The agency will also immediately begin a three-year grandfathering period for all CLEC customers. During the three years all unbundled analog loops must be transitioned to alternative arrangements.

It is also important to note that the transition period for Puerto Rico will be five years instead of three to account for the devastation to communications infrastructure that resulted from the 2017 hurricanes.

The Commission points out that CLECs are not locked into the transition period. They are free to negotiate different prices, terms and conditions with ILECs.

The practical effect from this Order is that CLECs will pay higher prices for analog loops and resale. Almost all price cap ILECs will continue to offer unbundled voice grade loops at market-based prices on a wholesale basis. That is because it is better to maintain revenues for these services rather than lose them completely.

Similarly, resale of a company’s services will still be required for all LECs under section 251(b)(1) of the Act. The difference is that the carrier providing the resold service can set its own prices, and they will almost certainly be higher than if avoided costs were removed.

Unfortunately for CLECs, the Commission believes their individual cost increases are outweighed by the collective costs to the industry if ILECs are forced to continue to meet these “outdated” unbundling and resale obligations.

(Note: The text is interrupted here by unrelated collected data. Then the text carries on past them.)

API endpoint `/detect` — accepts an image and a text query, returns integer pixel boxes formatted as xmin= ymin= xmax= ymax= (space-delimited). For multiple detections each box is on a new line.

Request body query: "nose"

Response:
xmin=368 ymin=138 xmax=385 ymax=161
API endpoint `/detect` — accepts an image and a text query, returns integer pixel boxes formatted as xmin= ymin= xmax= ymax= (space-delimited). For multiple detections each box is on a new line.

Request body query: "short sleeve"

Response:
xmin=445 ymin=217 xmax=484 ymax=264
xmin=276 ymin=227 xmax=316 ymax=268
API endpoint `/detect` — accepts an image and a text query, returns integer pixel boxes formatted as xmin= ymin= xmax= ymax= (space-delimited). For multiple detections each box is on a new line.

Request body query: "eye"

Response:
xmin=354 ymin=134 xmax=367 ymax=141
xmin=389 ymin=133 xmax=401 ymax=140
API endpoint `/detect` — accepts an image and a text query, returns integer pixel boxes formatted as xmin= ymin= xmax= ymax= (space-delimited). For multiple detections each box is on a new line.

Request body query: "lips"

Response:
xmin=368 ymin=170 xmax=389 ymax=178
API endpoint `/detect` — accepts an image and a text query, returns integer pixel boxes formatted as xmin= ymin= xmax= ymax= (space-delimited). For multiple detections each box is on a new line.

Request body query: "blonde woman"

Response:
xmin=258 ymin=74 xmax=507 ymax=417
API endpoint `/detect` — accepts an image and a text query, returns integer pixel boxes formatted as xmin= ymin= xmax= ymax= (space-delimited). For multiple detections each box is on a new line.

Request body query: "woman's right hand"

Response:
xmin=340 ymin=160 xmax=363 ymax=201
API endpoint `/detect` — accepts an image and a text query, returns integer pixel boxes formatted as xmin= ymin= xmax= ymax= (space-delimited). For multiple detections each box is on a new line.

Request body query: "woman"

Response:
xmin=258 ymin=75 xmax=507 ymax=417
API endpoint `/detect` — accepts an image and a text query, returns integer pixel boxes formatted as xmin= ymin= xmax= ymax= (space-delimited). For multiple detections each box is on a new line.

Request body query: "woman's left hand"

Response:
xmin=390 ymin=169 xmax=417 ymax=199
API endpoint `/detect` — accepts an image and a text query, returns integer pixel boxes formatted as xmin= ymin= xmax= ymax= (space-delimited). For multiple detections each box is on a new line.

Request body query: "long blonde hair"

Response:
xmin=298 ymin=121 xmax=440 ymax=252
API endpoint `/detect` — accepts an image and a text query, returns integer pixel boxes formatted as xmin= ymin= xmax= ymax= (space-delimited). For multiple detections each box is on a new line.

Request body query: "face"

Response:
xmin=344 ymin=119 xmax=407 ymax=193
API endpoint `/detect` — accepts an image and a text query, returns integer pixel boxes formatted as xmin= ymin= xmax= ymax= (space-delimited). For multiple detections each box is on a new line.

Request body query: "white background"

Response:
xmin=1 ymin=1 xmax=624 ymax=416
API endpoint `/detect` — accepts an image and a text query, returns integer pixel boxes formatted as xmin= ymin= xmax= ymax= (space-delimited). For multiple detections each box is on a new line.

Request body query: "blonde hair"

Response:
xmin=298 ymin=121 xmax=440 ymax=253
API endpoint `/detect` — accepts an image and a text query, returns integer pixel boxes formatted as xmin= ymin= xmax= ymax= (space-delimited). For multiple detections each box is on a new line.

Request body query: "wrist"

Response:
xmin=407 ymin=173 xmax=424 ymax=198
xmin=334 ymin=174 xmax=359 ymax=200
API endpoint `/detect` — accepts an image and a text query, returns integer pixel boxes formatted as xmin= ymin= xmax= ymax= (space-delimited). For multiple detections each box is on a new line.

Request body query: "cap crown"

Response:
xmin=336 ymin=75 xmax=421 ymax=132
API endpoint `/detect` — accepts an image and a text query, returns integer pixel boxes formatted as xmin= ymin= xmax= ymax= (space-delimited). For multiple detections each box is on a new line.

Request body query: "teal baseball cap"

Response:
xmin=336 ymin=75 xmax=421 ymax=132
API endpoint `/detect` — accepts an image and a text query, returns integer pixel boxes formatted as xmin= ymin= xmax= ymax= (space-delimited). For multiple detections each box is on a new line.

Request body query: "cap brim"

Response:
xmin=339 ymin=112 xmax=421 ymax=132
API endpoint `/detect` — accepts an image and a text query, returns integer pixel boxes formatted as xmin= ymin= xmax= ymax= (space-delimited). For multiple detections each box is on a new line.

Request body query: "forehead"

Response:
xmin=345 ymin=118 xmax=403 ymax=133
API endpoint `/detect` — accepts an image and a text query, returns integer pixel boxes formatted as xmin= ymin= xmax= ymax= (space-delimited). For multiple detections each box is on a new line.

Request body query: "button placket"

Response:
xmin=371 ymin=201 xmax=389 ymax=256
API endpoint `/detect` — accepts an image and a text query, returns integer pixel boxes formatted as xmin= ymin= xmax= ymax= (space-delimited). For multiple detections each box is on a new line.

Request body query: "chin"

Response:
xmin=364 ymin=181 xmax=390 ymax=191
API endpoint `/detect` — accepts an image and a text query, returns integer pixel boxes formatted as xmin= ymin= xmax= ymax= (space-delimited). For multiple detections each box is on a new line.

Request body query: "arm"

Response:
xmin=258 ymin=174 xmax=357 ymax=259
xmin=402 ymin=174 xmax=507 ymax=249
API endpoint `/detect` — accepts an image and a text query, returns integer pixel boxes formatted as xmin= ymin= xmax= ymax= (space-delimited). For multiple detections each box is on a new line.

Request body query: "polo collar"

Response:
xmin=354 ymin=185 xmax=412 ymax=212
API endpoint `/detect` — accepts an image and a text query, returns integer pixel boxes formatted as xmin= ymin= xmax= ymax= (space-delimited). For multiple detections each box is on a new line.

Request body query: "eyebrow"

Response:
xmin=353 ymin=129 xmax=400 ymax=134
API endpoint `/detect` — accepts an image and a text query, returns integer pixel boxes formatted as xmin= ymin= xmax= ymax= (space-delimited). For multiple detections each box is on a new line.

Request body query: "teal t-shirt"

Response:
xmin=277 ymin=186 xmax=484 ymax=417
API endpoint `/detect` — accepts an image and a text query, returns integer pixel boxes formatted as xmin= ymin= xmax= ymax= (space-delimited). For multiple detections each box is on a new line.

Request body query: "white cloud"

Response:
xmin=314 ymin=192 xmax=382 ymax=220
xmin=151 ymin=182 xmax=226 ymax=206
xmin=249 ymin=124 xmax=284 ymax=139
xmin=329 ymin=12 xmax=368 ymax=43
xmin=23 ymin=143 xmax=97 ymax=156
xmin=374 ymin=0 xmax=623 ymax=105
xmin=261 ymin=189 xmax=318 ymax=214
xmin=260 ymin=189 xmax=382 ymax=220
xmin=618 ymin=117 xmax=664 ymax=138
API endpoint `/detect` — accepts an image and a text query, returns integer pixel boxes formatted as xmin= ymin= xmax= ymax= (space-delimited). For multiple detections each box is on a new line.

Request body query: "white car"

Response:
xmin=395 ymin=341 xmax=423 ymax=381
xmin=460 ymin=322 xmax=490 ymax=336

Even to the extent that alternative arrangements for competitive LECs result in them paying somewhat higher prices than they are paying today for the inputs they use to provide voice service, this does not persuade us that it would result in unjust or unreasonable charges. What is necessary to ensure just and reasonable rates can account for a range of policy concerns, including balancing competing policy considerations. Although some commenters focus on the rates for wholesale service inputs, our concern is not for the fate of particular competitors but of competition and, more fundamentally, end users. In light of the available alternative voice service options, we are not persuaded that forbearance will result in unjust or unreasonable voice service rates. We decline to maintain inefficient network use merely because removing a legacy unbundling obligation that no longer serves the purpose for which it was adopted would harm the profits of a competitive LEC operating an outmoded business model. (Order at para. 26).

The Order is effective immediately. ILECs have been fighting for this result since 1996. It took them 23 years, but they have finally won.